Charles Phan's grilled five-spice chicken with tamarind sauce to spoon over everything.

More than a decade ago, I remember taking my parents to dinner at the Slanted Door for the first time.

Housed in its original location then on Valencia Street in the heart of the Mission District in San Francisco, I remember my Mom getting out of the car and looking around the neighborhood with trepidation. Walking quickly through the somewhat sketchy neighborhood, she clutched my Dad’s arm tightly and murmured, “Where are we going???”

But once ensconced inside the lively restaurant, my parents much enjoyed what was their first real taste of Vietnamese food — from crispy imperial rolls to shaking beef to claypot chicken in caramel sauce.
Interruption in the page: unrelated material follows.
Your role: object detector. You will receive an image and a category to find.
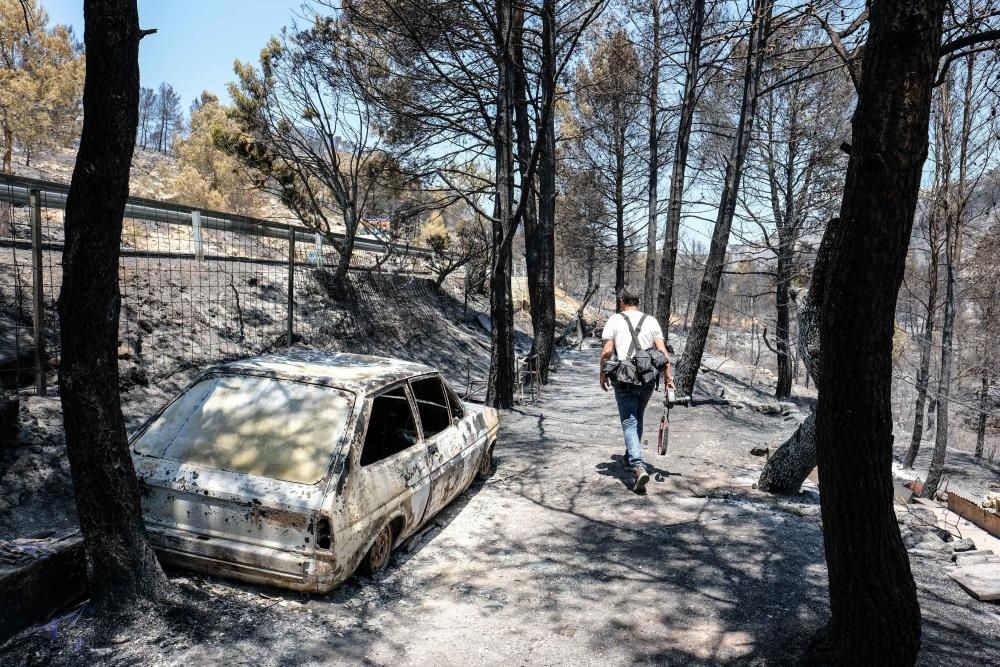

Indeed, since opening that first restaurant in 1995, Chef-Owner Charles Phan has helped introduce the cuisine of his homeland to countless diners like my parents, luring them out of their comfort zone by virtue of the addicting profusion of fresh herbs and pungent fish sauce that are its hallmarks.

For years, folks have nagged Phan to write a cookbook. But with six restaurants/cafes now, he hardly had the time.

Fortunately for all of us, he finally managed to do it, releasing his first cookbook last month, “Vietnamese Home Cooking” (Ten Speed Press), of which I received a review copy.

The book is filled with beautiful photographs of Phan’s most recent trips to Vietnam. The recipes highlight the fundamental techniques used in Vietnamese cooking: frying, steaming, braising, grilling and stir-frying.